The Quantum Sea (pure energy and matter are separated)
Milton: Lilith
The daughter of Satan, who literally sprung from his head when he first conceived of rebellion while still in Heaven. Described as a beautiful woman to the waist, but below the waist “a serpent armed with mortal sting” and surrounded by hell-hounds, which crawl in and out of her womb, using it as a kennel [ii.650]. Lilth is represented in the film as a green sea, with various accompanying effects.

Stars (time)
Atomic structure of visible universe
Milton: Raphael
The angel God sends to visit Adam and Eve in Eden to warn them about Satan. He is the poem’s narrator of the account of Satan’s rebellion in heaven and the creation of the world, as told to the human couple. He is “sociably mild” in contrast to the stern, military angels, Michael and Gabriel. His counterpart and balance is Chaos.

Limbo
Dark Energy
Milton: Chaos
The personification of anarchy, described along with Night to be “ancestors of Nature” [ii.890], encountered by Satan on his journey to and from Earth.

The Observatory
Free Energy
Milton: Adam
Adam is as perfect as a human being could be. He is flawed however, and at times indulges in rash and irrational attitudes.
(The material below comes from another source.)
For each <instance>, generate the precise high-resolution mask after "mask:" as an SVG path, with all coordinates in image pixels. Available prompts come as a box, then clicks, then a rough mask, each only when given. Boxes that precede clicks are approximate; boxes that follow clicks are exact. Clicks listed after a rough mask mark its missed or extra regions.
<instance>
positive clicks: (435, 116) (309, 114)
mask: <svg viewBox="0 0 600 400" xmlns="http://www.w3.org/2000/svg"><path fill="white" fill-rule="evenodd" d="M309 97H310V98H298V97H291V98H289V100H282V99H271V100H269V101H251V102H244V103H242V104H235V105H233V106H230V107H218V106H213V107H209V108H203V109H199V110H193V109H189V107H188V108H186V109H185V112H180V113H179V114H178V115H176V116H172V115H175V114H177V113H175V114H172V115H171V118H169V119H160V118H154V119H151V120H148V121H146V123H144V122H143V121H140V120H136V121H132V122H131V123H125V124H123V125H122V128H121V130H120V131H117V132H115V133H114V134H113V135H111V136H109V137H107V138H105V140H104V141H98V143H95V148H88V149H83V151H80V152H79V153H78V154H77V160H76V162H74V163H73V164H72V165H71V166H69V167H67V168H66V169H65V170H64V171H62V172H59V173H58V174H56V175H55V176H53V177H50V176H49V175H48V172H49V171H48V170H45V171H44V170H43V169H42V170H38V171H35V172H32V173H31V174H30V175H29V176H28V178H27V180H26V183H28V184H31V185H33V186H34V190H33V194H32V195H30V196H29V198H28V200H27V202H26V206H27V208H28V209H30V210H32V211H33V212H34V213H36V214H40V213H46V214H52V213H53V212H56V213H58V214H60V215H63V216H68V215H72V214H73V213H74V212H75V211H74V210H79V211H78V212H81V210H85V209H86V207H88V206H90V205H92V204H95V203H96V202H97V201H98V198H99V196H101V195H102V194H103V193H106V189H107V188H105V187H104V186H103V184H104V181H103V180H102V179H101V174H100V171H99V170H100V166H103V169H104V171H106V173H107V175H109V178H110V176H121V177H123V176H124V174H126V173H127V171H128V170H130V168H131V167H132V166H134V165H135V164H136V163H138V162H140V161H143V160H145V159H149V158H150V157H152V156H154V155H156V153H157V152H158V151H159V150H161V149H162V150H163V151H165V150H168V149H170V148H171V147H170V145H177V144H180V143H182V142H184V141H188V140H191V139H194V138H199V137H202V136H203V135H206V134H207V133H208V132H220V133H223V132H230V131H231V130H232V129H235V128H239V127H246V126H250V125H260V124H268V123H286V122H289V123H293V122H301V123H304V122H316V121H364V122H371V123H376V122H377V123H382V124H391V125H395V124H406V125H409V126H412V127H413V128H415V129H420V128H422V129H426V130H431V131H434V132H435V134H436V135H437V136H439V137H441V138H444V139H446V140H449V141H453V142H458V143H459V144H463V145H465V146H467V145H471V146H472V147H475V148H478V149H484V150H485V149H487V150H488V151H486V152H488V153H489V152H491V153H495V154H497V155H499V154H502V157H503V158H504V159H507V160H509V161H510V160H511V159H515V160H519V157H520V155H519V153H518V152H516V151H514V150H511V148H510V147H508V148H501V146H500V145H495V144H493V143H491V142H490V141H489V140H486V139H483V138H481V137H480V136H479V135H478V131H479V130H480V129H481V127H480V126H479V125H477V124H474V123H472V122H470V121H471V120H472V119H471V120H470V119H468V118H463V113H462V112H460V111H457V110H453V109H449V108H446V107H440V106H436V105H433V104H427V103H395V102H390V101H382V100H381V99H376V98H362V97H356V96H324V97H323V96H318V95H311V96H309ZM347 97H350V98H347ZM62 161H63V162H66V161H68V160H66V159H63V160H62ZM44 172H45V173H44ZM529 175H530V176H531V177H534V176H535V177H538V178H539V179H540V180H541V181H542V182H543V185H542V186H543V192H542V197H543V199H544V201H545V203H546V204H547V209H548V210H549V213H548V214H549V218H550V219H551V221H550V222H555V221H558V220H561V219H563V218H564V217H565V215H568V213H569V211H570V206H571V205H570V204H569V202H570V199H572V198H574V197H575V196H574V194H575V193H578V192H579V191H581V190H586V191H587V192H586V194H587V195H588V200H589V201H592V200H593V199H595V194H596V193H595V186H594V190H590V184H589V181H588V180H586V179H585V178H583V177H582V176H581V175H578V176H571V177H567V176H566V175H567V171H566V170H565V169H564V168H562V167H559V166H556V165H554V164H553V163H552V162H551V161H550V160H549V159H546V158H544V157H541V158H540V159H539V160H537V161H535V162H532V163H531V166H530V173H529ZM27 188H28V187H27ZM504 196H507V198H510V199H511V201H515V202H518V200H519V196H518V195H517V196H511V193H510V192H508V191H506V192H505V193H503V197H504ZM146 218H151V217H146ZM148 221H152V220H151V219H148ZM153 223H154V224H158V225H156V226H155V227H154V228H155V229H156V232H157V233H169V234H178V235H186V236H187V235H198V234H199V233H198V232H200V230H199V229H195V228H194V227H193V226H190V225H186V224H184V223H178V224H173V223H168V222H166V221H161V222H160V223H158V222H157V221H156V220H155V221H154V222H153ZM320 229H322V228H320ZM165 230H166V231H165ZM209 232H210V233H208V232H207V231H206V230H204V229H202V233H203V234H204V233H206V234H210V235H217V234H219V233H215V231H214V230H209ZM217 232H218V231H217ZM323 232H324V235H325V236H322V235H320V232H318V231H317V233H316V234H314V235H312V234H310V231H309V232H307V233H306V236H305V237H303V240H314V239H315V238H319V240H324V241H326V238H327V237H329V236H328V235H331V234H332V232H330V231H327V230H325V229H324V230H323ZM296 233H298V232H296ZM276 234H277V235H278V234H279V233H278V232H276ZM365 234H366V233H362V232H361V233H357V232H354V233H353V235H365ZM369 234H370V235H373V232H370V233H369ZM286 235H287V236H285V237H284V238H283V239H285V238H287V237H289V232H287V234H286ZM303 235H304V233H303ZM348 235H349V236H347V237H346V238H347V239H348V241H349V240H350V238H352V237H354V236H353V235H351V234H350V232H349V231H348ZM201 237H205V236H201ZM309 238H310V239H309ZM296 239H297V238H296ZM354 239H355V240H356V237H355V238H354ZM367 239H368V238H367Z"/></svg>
His pure reason and intellect are lost as a result of the fall, Man never being able again to converse with angels as near-equal (as he did with Raphael) but forever one-sided (as he did with Michael after the fall). His weakness is his love for Eve. He confides to Raphael that his attraction to her is almost overwhelming – something that Adam’s reason is unable to overcome. After Eve eats from the Tree of Knowledge, he decides to do the same, realizing that if she is doomed, he must follow her into doom as to not lose her – even if that means disobeying God.

The Tree of Knowledge
System Energy. Civilization
Milton: Eve
Eve is the mother of all mankind, considered to be closer to God, made for softness and “sweet attractive Grace”. She only surpasses him in beauty, beauty as such she even falls in love with her own image upon seeing her reflection in a body of water. It is her vanity that Satan taps into in order to persuade her to eat from the Tree of Knowledge. Eve is clearly intelligent but she goes out on her own seizing the fruit of the Tree of Knowledge. 
Through Eve, Milton explores the role of women in his society and the positive and important role they could offer in the divine union of marriage. At the end of the poem, after exposing their strengths and weaknesses, Adam and Eve emerge as a powerful unit, complementary in each other – not only to the reader, but to themselves. The fall serves a purpose of self-discovery, the Fortunate Fall, or felix culpa.

The Ruined City
Entropy
Milton: Death
From the incestuous match of Lilith and Lucifer came Death. Described as a frightening, shadowy figure [ii.666], which makes even Satan wary in its presence. “Fierce as ten Furies, terrible as Hell,” and wearing a crown, it wields a dart, threatens Satan with it, and speaks mockingly to him.